The United States and China have “achieved a very strong degree of consensus” on North Korea, US envoy Glyn Davies said Friday after meetings in Beijing following Pyongyang saying it planned another nuclear test.
“We come here in the wake of some dramatic steps,” he told reporters in Beijing. Referring to the North’s earlier threat to take “physical counter-measures” against the South, he added that the comments were “troubling and counter-productive”.
Davies, the US special representative for North Korea policy, said he had had wide-ranging discussions with Chinese officials on “all aspects of the North Korea issue”, adding that the meeting “achieved a very strong degree of consensus”.

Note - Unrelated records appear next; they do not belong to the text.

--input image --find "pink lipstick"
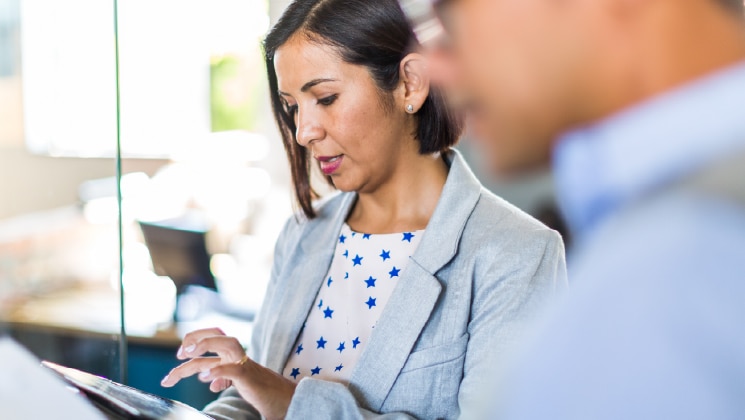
[316,155,344,175]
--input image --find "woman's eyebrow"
[277,79,338,96]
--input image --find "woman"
[163,0,566,418]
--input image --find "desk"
[0,208,251,408]
[0,285,251,408]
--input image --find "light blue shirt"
[496,60,745,419]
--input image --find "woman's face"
[274,35,418,193]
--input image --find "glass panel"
[0,0,123,392]
[113,0,292,408]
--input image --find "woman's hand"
[161,328,295,419]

Both sides agreed that “a nuclear test would be troubling and a setback to the efforts to denuclearise the Korean peninsula”, he said.
They also agreed that UN resolution 2087, passed earlier this week expanding sanctions against Pyongyang, was an “appropriate response and an important and strong response” to the North’s rocket launch last month.

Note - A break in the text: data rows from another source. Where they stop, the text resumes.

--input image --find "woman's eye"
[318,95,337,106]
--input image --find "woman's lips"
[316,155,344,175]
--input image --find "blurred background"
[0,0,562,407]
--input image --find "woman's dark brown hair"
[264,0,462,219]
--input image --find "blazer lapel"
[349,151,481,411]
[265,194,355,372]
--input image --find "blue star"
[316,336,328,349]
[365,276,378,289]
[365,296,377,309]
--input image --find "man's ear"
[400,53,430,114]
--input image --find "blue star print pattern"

As North Korea’s main economic lifeline, China is seen as the only country with any genuine leverage over the impoverished, isolated and nuclear-armed state — although Pyongyang has long played on Chinese fears of the consequences of North Korea’s collapse to defy Beijing’s efforts.
The UN resolution was the product of long negotiations between Washington and Beijing, with envoys saying China had sought to shield Pyongyang from stronger sanctions.
In an unusually frank warning on Friday, China’s state-run media indicated that Beijing would decrease aid to Pyongyang if it goes ahead with an atomic test.
“If North Korea engages in further nuclear tests, China will not hesitate to reduce its assistance,” the Global Times, which is close to China’s ruling Communist Party, said in an editorial.
“China hopes for a stable peninsula, but it’s not the end of the world if there’s trouble there,” it added.
China is the North’s leading energy supplier and trade partner and is seen as one of the few nations able to influence Pyongyang’s behaviour, with the comments adding a distinctive edge to its typical official calls for stability and dialogue.
The editorial also expressed discontent at North Korean criticism of Beijing for backing a UN Security Council resolution this week that condemned Pyongyang’s rocket launch last month and imposed sanctions.
The resolution only passed after lengthy negotiations between the US and China, which wields a Security Council veto and sought to shield Pyongyang from tougher measures, envoys said.